I think the solution rather lies in two other places.

One is obviously transparency. This man was acquitted due to video, so let's
put video on every police officer. Toronto for example is playing with this,
and it makes financial sense. They have about 5.000 police officers on a
police department budget of $1.7 billion. We all know how cheap cameras (just
look at the cameras on $50 smartphones) and storage have become in recent
years, with a per officer budget of about $350k, spending a few thousand a
year (much more than you'd need for a solid camera & storage system) on
cameras would constitute a 1% cost increase, and you can probably offset that
cost immediately due to cost savings in faster trials due to less ambiguous
evidence, fewer complaints, less use of force etc (for example we've seen in
recent months reports of 70% fewer citizen complaints, 30% drop in use of
force incidents in Birmingham). Chicago for example spent $500m over 10 years
on police abuse cases (obviously paid for by citizens, not the police officers
in question themselves)

Second is to stop the bs 'internal investigation'. Police officers aren't
diplomats, they're citizens on duty as civil servants, when they're suspected
of harming the civilians they're supposed to serve, why have them be
investigated by their colleagues and close peers? I mean it's ridiculous. This
is so terrible because we see the old 80/20 rule in police departments, too, I
don't know the exact statistics from the top of my head but the notion that
80% of the complaints and incidents are caused by 20% of the police officers
isn't far from the actual number. A ton of honest and awesome cops go their
entire career without any abuse of power, you can't prevent the others from
getting in, but you can make sure they get out once you catch them. Donald
Sadowy for example has been accused of excessive force 10 times in 2 years in
actual lawsuits, imagine how many times he must've used excessive force if he
was taken to court 10 times, yet he's still on the force. If you actually run
the same 3 strikes and you're permanently fired policy on abuse that you do on
citizens smoking some harmless pot who go to jail for years, and have officers
investigated by an independent court with bodycam evidence, you'd probably
already cut out a lot of abuse from guys like these, let alone if you fire
people after one incident and even send people to jail for abuse of power.
Beyond that, getting fired should mean losing the ability to be a police
officer, period, nationwide. A lawyer for example can lose his license
nationwide in most countries, but police officers too often leave one
department and simply join another.

------
pascalmemories
Ah, yes. Toronto police. The guys who gave us Officer Bubbles. And financed
his defamation action against YouTube out the public purse. [0]

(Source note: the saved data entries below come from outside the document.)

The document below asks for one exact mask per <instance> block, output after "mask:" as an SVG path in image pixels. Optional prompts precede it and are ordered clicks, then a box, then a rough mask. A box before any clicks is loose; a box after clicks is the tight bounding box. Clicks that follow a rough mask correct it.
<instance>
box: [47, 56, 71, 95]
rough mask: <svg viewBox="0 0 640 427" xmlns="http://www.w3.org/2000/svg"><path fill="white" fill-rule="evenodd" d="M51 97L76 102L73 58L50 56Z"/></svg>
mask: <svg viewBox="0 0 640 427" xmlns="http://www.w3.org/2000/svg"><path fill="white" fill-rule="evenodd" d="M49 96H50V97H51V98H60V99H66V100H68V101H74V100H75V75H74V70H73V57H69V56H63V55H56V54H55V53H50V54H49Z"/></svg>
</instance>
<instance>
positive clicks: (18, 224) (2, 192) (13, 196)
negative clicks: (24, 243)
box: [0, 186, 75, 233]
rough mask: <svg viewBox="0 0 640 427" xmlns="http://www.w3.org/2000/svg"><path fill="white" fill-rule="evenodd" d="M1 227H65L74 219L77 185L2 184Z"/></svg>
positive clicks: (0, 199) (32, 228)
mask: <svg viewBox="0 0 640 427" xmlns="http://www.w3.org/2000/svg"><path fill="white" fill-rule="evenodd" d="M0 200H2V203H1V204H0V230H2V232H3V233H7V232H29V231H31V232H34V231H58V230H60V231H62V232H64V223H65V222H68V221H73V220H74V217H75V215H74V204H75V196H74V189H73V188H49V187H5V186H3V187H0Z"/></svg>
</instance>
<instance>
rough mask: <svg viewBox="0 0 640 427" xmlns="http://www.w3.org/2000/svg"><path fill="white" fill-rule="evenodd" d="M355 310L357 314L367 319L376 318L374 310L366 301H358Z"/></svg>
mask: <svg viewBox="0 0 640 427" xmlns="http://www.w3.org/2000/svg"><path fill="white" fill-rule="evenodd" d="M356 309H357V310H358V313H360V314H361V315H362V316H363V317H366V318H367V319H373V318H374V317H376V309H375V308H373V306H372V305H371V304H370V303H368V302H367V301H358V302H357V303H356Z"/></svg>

I'm sure the Professional Standards division will be all over an assault by
officers on a member of the public.

[0][http://www.thestar.com/news/gta/2010/10/16/officer_bubbles_s...](http://www.thestar.com/news/gta/2010/10/16/officer_bubbles_sues_youtube_and_users_over_cartoons.html)
plus many others.

------
rocky1138
Is there a GoPro that auto-uploads to Youtube? Would be really handy for
dashcams or bodycams or whatevercams.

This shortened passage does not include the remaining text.